Who has Access to your Medical Records?
Updated: Nov 15, 2019
Medical care advancements and new insurance options continue to make the news. With new technological improvements such as electronic medical records that can be accessed from most medical sites, and the use of telemedicine, you may be concerned about the confidentiality of your medical record. There are federal and New York State laws that continue to protect the confidentiality of your medical information, even in these times of electronic records.
So, who has access to your medical records? As a patient, you may see your own medical records in most cases. New York State law gives patients access to their records with some restrictions on what may be obtained. There are also rules for what fees may be charged for copies of your records. For more details see “Do I have the Right to see my Medical Records” at the New York State Health Department’s website - www.health.ny.gov.

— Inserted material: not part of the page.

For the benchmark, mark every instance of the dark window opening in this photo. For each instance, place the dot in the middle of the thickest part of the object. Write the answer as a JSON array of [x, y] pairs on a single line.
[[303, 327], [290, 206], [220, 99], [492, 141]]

Others with access to your records include your medical providers, your health care agent appointed through a health care proxy, if you do not have capacity to make medical decisions as determined by your physician, and anyone else you authorize to see the records. The New York State Health Department may have access in the ordinary course of ensuring that your health care providers are in compliance with applicable quality of care standards or for auditing purposes. Your medical insurance company may have access when it requires information necessary for payments to be made for services rendered to you. If you would like more information regarding who has access to your medical records see “Access to patient information” at www.health.ny.gov.
Both New York State and federal laws require health care providers to take precautions to protect the confidentiality of their patients’ medical records. Under federal laws, health care providers must obtain your written authorization to use or disclose your medical information unless it is for treatment, payment, health care operations or otherwise permitted by law. Health care providers must limit the use and disclosure of their patients’ health information to the “minimum necessary”. This means that providers must ensure that reasonable efforts are made to request, use and disclose only the minimum amount of health information necessary. This does not apply to disclosures to: you, other treating health care providers, disclosures made according to your authorizations, or other disclosures required by law.
Federal health care security rules also require health providers to protect the confidentiality of your paper charts and electronic records. Providers must take precautions to protect the security of the information, such as having policies and procedures that allow only authorized persons to access your electronic record.
The Federal security rules that establish standards for confidentiality and availability of your health information are enforced through the Department of Health and Human Services and the Office of Civil Rights. For more information about the federal privacy and security rules visit www.hhs.gov.
In this ever-changing world of technology, continuous and reasonable security measures must be taken by your health care provider to safeguard all of your health information.